Member of the Virginia House of Delegates from Richmond City
- In office January 13, 1960 – January 9, 1968
- Preceded by: Thomas N. Parker Jr.
- Succeeded by: William F. Reid

Personal details
- Born: Thomas Coleman Andrews Jr. February 15, 1925 Richmond, Virginia, U.S.
- Died: April 16, 1989 (aged 64) Richmond, Virginia, U.S.
- Resting place: Hollywood Cemetery
- Party: Democratic
- Spouse: Barbara Ransome Andrews
- Children: 3
- Parent: T. Coleman Andrews (father);
- Education: Dartmouth College Wharton School of Business

= T. Coleman Andrews Jr. =

American businessman and politician (1925–1989)

Thomas Coleman Andrews Jr. (February 15, 1925 – April 16, 1989) was an American businessman and politician who became known for his support of racial segregation.

==Early and family life==
Andrews was born in Richmond, Virginia, to T. Coleman Andrews, an accountant and government official who became leading isolationist after World War II, and his wife, Ros Reams. He had a younger brother, Wilson Pittman Andrews, who would serve in the U.S. Coast Guard and become an entrepreneur in Richmond. His grandfather, Cheatham W. Andrews, also lived with the family by 1940, and had a job as a night watchman at a tobacco manufacturing plant. T. Coleman Andrews Jr. graduated from Thomas Jefferson High School in Richmond (where he played on the football team), then received a B.A. from Dartmouth College. He attended the Wharton School of Business of the University of Pennsylvania for two years.
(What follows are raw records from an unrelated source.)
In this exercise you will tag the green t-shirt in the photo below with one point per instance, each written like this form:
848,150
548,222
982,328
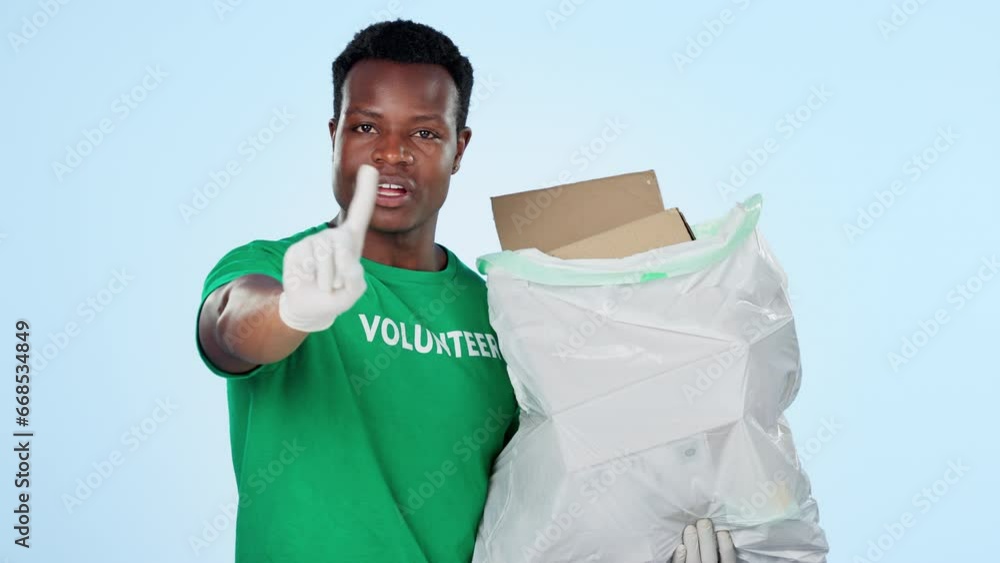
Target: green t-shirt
373,442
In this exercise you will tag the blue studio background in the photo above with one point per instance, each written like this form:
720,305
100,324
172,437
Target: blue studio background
870,128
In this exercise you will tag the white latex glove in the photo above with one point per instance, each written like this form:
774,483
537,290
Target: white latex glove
322,273
701,546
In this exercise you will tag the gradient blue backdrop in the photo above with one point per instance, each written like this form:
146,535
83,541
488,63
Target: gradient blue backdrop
65,235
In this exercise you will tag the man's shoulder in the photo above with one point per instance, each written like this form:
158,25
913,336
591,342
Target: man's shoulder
464,272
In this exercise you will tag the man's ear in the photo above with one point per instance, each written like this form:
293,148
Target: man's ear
464,136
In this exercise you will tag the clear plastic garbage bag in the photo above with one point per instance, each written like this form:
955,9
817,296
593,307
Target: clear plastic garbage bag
651,390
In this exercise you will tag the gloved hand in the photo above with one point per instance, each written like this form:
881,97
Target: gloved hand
701,546
322,273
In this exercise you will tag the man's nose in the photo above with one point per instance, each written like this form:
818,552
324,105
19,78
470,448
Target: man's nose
391,149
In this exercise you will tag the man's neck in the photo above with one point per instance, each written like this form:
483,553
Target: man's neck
412,250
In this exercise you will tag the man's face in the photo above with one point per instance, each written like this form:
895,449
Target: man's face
400,118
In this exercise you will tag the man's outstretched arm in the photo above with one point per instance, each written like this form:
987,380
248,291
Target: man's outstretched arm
240,328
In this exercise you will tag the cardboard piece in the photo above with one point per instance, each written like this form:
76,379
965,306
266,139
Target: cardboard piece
609,217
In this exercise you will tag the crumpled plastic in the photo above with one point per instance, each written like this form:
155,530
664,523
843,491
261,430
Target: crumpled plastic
652,390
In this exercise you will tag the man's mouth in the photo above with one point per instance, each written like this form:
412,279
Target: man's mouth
391,190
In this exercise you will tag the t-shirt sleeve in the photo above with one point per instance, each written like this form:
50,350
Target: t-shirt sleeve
258,257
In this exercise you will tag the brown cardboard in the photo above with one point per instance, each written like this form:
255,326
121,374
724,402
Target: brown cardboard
550,218
609,217
655,231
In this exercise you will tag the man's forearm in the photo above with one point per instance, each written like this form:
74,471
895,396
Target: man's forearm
243,319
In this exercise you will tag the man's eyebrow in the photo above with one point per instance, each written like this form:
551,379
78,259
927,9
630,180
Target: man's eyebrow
376,115
427,117
364,112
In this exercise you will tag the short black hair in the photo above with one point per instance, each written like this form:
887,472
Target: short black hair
405,41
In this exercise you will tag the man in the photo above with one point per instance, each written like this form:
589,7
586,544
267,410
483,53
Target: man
367,394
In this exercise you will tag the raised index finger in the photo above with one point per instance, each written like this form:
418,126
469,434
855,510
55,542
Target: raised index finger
359,213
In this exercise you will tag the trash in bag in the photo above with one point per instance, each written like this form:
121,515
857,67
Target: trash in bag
652,390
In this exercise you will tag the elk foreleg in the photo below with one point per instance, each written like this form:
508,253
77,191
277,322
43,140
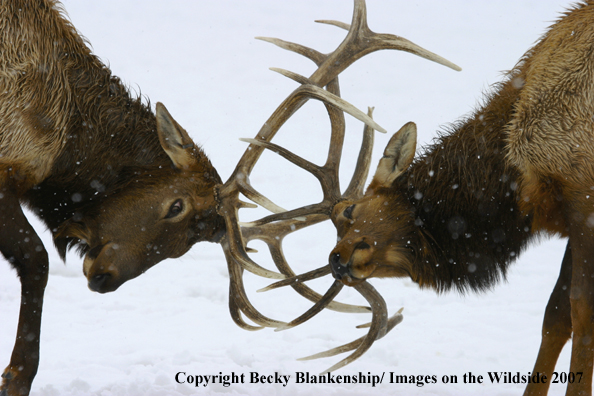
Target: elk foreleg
22,247
556,328
581,298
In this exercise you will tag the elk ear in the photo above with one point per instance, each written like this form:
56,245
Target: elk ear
398,156
174,139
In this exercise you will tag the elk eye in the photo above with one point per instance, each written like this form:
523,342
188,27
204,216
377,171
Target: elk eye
348,212
176,208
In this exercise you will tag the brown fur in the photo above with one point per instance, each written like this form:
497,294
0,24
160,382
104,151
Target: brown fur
94,163
520,166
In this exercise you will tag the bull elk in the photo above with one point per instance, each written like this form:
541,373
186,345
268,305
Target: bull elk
520,166
129,188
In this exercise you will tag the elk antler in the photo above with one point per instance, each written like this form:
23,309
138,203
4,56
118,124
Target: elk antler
272,229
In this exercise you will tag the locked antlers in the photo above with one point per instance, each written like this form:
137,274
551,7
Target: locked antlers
272,229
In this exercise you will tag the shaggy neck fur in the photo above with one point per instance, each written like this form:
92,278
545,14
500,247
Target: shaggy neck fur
109,136
469,225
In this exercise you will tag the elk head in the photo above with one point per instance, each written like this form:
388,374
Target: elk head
322,85
375,232
155,214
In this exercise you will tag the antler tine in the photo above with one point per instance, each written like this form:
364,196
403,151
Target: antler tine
314,274
341,25
316,308
380,326
359,41
276,251
317,57
392,322
240,302
355,188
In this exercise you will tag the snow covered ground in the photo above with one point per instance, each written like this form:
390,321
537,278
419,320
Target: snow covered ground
202,61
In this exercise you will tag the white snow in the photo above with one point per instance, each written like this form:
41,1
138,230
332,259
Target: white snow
202,61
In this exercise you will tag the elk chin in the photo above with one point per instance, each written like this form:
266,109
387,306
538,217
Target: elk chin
98,266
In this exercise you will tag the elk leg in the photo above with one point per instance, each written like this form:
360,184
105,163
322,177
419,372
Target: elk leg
581,296
556,328
22,247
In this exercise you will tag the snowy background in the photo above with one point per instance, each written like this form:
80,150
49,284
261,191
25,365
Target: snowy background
202,61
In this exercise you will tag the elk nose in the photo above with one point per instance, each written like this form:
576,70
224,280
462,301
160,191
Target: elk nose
338,270
97,281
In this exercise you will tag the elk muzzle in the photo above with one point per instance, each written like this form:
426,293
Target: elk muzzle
99,268
350,261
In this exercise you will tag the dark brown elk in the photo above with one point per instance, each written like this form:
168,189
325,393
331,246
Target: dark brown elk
460,213
128,188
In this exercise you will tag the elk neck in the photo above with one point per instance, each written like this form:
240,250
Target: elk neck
111,139
465,200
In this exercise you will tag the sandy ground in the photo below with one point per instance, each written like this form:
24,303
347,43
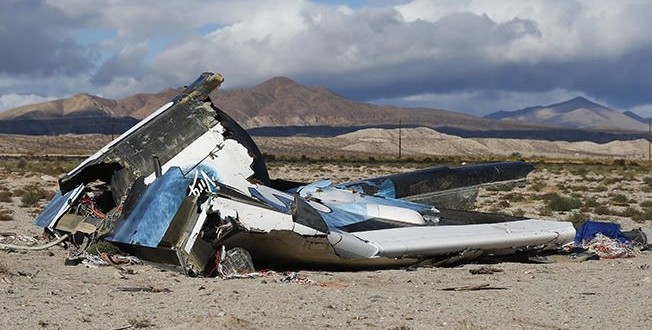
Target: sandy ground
38,291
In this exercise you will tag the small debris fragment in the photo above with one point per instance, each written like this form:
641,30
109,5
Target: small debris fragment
485,286
485,270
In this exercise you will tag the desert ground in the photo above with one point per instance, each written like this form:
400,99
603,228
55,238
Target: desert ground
38,291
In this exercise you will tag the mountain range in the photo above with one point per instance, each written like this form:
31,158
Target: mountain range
281,106
579,113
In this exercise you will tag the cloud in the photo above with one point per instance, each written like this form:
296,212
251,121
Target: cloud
384,50
38,41
482,102
9,101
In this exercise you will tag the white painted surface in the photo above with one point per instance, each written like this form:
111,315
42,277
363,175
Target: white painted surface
434,240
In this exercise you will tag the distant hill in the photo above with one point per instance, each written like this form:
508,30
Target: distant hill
278,102
637,117
283,107
575,113
82,114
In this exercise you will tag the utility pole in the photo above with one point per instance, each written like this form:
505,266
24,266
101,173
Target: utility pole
400,126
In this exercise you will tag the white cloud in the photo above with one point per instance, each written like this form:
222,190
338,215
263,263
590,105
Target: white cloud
10,101
450,49
484,102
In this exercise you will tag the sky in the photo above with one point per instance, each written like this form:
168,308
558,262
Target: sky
469,56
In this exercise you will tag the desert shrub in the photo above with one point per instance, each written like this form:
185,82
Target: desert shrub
647,203
3,268
579,170
6,215
619,199
648,181
518,212
537,186
504,204
29,198
5,196
600,188
645,215
590,202
631,212
514,197
577,218
560,203
31,194
549,196
602,210
500,187
545,211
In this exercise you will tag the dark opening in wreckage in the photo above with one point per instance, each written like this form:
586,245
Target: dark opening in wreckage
187,185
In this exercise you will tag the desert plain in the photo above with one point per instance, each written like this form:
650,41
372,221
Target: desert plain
570,183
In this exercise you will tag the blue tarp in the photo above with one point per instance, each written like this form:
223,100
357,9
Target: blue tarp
587,231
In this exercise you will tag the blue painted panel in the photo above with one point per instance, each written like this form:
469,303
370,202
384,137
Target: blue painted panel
147,223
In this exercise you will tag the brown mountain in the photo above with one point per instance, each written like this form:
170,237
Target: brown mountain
574,113
283,102
276,102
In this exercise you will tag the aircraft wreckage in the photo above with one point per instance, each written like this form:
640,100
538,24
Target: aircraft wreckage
187,184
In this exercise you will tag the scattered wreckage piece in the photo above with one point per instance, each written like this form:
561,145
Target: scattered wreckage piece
187,185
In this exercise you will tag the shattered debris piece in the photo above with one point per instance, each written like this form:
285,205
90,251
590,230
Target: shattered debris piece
474,287
607,240
234,262
199,196
485,270
610,248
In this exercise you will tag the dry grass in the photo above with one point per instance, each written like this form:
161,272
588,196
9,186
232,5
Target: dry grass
6,215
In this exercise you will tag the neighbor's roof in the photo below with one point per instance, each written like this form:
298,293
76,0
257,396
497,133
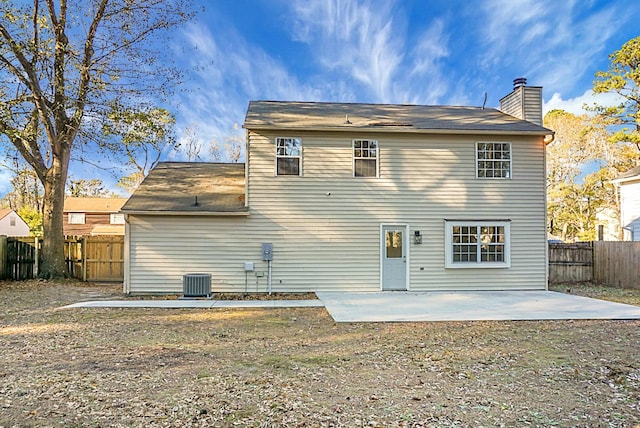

When Andrews reached age 18 in 1943, during World War II, he enlisted in the Reserves of the Army Air Corps, and served as a combat navigator. He married Barbara Ransome Andrews (1928-1975) in 1950 and they had three sons and a daughter. After her death on December 18, 1977, he married Courtney Franklin Sargeant, daughter of James Franklin Sargeant Jr. of Charlottesville and his wife, at St. Paul's Episcopal Church in Ivy in Albemarle County, Virginia.

==Career==
Upon returning from his wartime service, Andrews operated an insurance agency. His father received numerous honors and held various government positions during and after the war, then operated an accounting firm and related businesses and taught briefly at the University of Virginia's business school when he finished leading the Internal Revenue Service (1953-1955), and also ran for president (unsuccessfully). During the Korean War, the younger Andrews would serve as an auditor general. He was also active in the American Legion, Richmond Chamber of Commerce, Commonwealth Club and for a time was the secretary of the Richmond City Democratic Committee.

Richmond voters elected T. Coleman Andrews to the Virginia House of Delegates in 1959, during the massive resistance crisis following the U.S. Supreme Court decision in Brown v. Board of Education and related Virginia Supreme Court and federal court decisions; he was re-elected in 1961, 1963 and 1965. However, Andrews was defeated for re-election in 1967 by William Ferguson Reid, who became the first African-American member of the House of Delegates since 1891.

Andrews helped organize the American Independent Party and supported Alabama Governor George C. Wallace in the 1968 U.S. presidential election.

==Death and legacy==
Andrews had three sons, T. Coleman III, A. Scott and Christopher R. He died on April 16, 1989, at a hospital in Richmond. He was buried in Hollywood Cemetery. His son Allen Scott Andrews and Marvin Pierce Bush (brother of President George W. Bush) founded Winston Capital Management of Washington, D.C.